Skip to content

2. ETL & Data Pipeline Design

End-to-End Architecture

The pipeline has two paths: a real-time path for instant user feedback and a batch path for analytics and reporting.

graph LR
    subgraph "Data Collection"
        App[Mobile App] --> APIGW[API Gateway]
    end

    subgraph "Real-Time Path"
        APIGW --> L1[Lambda: Ingestion]
        L1 --> DDB[(DynamoDB)]
        DDB --> Streams[DDB Streams]
        Streams --> L2[Lambda: Streak Processor]
        L2 --> DDB
        L2 --> Redis[ElastiCache]
    end

    subgraph "Batch Path"
        Streams --> KDF[Kinesis Data Firehose]
        KDF --> S3R[(S3: Raw)]
        S3R --> Glue[AWS Glue ETL]
        Glue --> S3C[(S3: Curated)]
        S3C --> RS[(Redshift)]
    end

Real-Time Path: Event Ingestion to Streak Update

Step 1 — Event Ingestion (API Gateway → Lambda)

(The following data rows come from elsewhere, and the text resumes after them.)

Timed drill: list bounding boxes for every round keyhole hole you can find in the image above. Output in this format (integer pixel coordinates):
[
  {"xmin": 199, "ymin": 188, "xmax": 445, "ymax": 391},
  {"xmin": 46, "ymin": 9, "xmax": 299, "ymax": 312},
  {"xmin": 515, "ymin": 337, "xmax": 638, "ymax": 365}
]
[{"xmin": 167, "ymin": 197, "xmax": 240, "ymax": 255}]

The mobile app sends events via REST API. Each event represents a user interaction.

{
  "user_id": "usr_abc123",
  "event_type": "CONVERSATION_START",
  "client_timestamp": "2025-03-15T14:30:00-03:00",
  "timezone": "America/Sao_Paulo",
  "idempotency_key": "usr_abc123:CONV:2025-03-15T14:30:00",
  "source": "mobile_app",
  "metadata": {
    "app_version": "4.2.1",
    "device_os": "iOS 18.1"
  }
}

The ingestion Lambda performs:

  1. Validate the payload (schema, required fields, timestamp sanity)
  2. Deduplicate — check the IdempotencyIndex GSI on BPEvents table
  3. Normalize timestamp — convert client_timestamp to UTC and to the user's local date
  4. Write to BPEvents table with conditional put (fails if idempotency_key exists)
  5. Award points — atomically increment total_bestie_points on UserStreaks

Step 2 — Streak Processing (DynamoDB Streams → Lambda)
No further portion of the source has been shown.